3- La ricerca francese che mette a fuoco i suoi giovani musulmani come affascinati dall’ideologia radicale, e interpreta il fenomeno come peculiarità intrinseca al fattore religioso e culturale islamico, rischia di non guardare dritto negli occhi al problema tagliando di netto una sua introspettiva sociale storica e geopolitica.

In questi ultimi decenni il paese d’Oltralpe, se nel caso della prima generazione di immigrati  riuscì nell’assimilazione all’identità francese, c’è però da evidenziare che questa formula è crollata su se stessa perché non ha saputo trovare nuove chiavi di integrazione a una nuova generazione, più esigente rispetto ai padri. Più esigente perché si percepiva ancora più francese. In realtà Il fattore “islam”  in Francia è il segmento più politicizzato che altrove da questi nuovi convertiti. Per capirlo, bisogna una volta per tutte riportare al centro il ruolo della geopolitica di Francia come in Occidente in Medio Oriente. La religione è solo uno strumento di coesione che serve a rivendicare questioni storiche, sociali ma anche geopolitiche. Un nuovo strumento di resistenza più politico che spirituale.

Infine, la notizia ripresa dalla Bbc urdu e rilanciata sulla nostra Ansa, su una giovane donna di nome Asima, 24 anni cristiana, arsa viva dal fidanzato pachistano, perché rifiutava di convertirsi all’islam. Perché un fatto di cronaca locale, in un paese lontano ci deve interessare? Di casi di violenza e femminicidio, purtroppo nel nostro stesso paese, sono una emergenza e mica perché chi li commette è di fede islamica, anzi. Il punto è anche qui “l’islam” che rapportato alla violenza sui “cristiani”, diventa elemento ulteriore di analisi. Eppure, se letto con obiettività questo fatto di cronaca, così come ci viene raccontato, si dovrebbe intanto constatare che il matrimonio tra il musulmano maschio e la donna non musulmana, dunque cristiana, rientra nella stessa sharia. Poiché è ammessa l’unione tra il musulmano e la non musulmana mentre non è ammessa, l’unione tra il non musulmano e la musulmana. Ma tant’è che un fatto di cronaca dal Pakistan entra in scena anche da noi, perché la vittima è cristiana ed evidentemente le chiavi di analisi verranno ancora una volta sconvolte e riportate a noi e il nostro rapporto con l’islam, come lo è ogni fatto di cronaca in ogni luogo.

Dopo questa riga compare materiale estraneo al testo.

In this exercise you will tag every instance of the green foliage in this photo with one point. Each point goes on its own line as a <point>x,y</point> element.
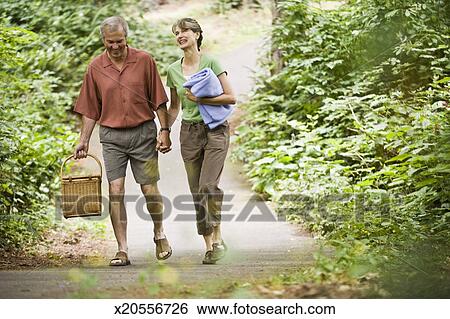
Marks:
<point>352,136</point>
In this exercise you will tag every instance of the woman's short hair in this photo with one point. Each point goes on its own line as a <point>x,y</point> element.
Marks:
<point>189,24</point>
<point>113,24</point>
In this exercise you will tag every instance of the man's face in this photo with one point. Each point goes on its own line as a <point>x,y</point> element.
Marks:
<point>115,43</point>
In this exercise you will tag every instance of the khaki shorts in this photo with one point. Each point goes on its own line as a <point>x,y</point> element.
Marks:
<point>136,144</point>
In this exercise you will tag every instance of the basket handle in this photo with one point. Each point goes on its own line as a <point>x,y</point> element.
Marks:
<point>93,156</point>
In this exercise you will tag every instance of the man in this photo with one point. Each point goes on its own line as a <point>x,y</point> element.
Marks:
<point>122,90</point>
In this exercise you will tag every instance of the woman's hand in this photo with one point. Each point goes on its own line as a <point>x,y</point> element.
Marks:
<point>190,96</point>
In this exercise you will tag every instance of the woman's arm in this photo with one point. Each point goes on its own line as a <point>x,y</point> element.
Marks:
<point>226,98</point>
<point>174,107</point>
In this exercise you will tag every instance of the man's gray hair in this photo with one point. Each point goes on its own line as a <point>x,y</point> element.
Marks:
<point>113,24</point>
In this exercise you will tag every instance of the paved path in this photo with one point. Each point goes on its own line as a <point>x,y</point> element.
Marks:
<point>258,248</point>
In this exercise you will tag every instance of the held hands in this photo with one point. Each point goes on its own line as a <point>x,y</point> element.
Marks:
<point>163,142</point>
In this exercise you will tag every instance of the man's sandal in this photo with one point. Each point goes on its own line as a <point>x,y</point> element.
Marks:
<point>162,245</point>
<point>121,259</point>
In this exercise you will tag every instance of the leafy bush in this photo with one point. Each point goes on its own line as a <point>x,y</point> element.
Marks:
<point>352,136</point>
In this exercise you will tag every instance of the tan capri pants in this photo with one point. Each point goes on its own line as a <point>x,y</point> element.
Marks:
<point>204,152</point>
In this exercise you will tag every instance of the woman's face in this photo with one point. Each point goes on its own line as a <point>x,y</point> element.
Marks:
<point>186,38</point>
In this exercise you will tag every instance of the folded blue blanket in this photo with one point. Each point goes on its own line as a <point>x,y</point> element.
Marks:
<point>205,83</point>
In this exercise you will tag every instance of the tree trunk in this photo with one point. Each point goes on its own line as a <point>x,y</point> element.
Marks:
<point>276,52</point>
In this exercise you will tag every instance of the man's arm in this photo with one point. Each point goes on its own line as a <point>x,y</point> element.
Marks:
<point>163,142</point>
<point>82,148</point>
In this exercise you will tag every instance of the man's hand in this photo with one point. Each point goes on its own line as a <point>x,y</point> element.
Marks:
<point>163,142</point>
<point>190,96</point>
<point>81,150</point>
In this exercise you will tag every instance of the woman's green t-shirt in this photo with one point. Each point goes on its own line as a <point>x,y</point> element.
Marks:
<point>176,79</point>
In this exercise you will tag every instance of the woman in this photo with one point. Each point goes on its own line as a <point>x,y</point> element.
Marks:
<point>203,149</point>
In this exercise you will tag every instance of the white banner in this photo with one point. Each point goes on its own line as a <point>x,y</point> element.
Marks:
<point>220,308</point>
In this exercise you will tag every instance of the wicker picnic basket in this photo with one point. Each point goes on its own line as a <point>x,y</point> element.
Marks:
<point>81,195</point>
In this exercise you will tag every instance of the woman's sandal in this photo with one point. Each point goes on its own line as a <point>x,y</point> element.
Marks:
<point>121,259</point>
<point>218,252</point>
<point>162,245</point>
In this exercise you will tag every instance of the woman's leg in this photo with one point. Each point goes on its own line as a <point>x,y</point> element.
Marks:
<point>214,159</point>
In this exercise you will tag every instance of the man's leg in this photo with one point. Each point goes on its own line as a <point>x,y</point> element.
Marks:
<point>118,213</point>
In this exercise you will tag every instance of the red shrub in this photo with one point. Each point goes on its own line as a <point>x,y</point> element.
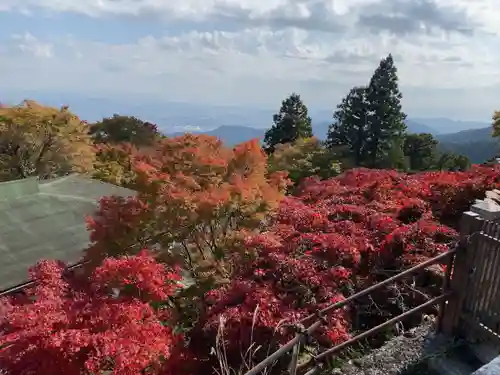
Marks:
<point>64,328</point>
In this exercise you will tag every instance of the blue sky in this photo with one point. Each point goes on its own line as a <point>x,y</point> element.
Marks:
<point>254,52</point>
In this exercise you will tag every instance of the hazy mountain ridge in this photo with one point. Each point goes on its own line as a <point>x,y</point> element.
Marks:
<point>234,134</point>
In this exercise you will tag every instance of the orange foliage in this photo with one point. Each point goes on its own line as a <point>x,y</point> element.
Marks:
<point>195,196</point>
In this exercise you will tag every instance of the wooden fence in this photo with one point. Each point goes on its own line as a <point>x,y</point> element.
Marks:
<point>469,301</point>
<point>474,313</point>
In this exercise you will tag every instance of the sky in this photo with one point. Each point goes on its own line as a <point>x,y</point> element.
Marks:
<point>253,53</point>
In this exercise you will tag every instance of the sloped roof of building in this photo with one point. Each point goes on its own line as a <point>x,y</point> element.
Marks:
<point>46,220</point>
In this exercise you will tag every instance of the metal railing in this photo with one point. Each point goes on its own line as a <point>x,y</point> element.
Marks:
<point>316,361</point>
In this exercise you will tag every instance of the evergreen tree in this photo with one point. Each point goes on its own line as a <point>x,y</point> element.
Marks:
<point>350,126</point>
<point>386,127</point>
<point>291,123</point>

Il punto e l’errore di valutazione sta proprio su questo tipo di prospettiva. Ogni società accoglie al suo interno una minoranza di diversi individui con le loro specificità culturali. Ma anche ogni società accogliente ha anch’essa le sue di specificità culturali frutto anche di lunghe battaglie. Gli anticorpi per la nascita di intolleranza, e il trasformismo del concetto di comunità inclusiva in quella ghettizzante talvolta ostile a secolarizzazione ed emancipazione, sono da individuare e difendere nei pilastri portanti di ogni paese ospitante e sono fatti di leggi e regole da far condividere a tutti i cittadini senza differenze.

Per comprendere questo concetto, bisogna ripetere ancora una volta che: non esiste un islam, ma esistono vari islam, e soprattutto esistono i musulmani. Persone, individui portatori di un proprio bagaglio culturale in continua evoluzione laddove si inseriscono.

Continuare a rapportarsi alla questione “islam” come un blocco unitario, non solo è miope e controproducente in chiave di integrazione ma è anche un assist, per quei movimenti islamisti che della fede ne hanno fatto politica e che in Occidente guarda caso, riescono ad avere maggior successo.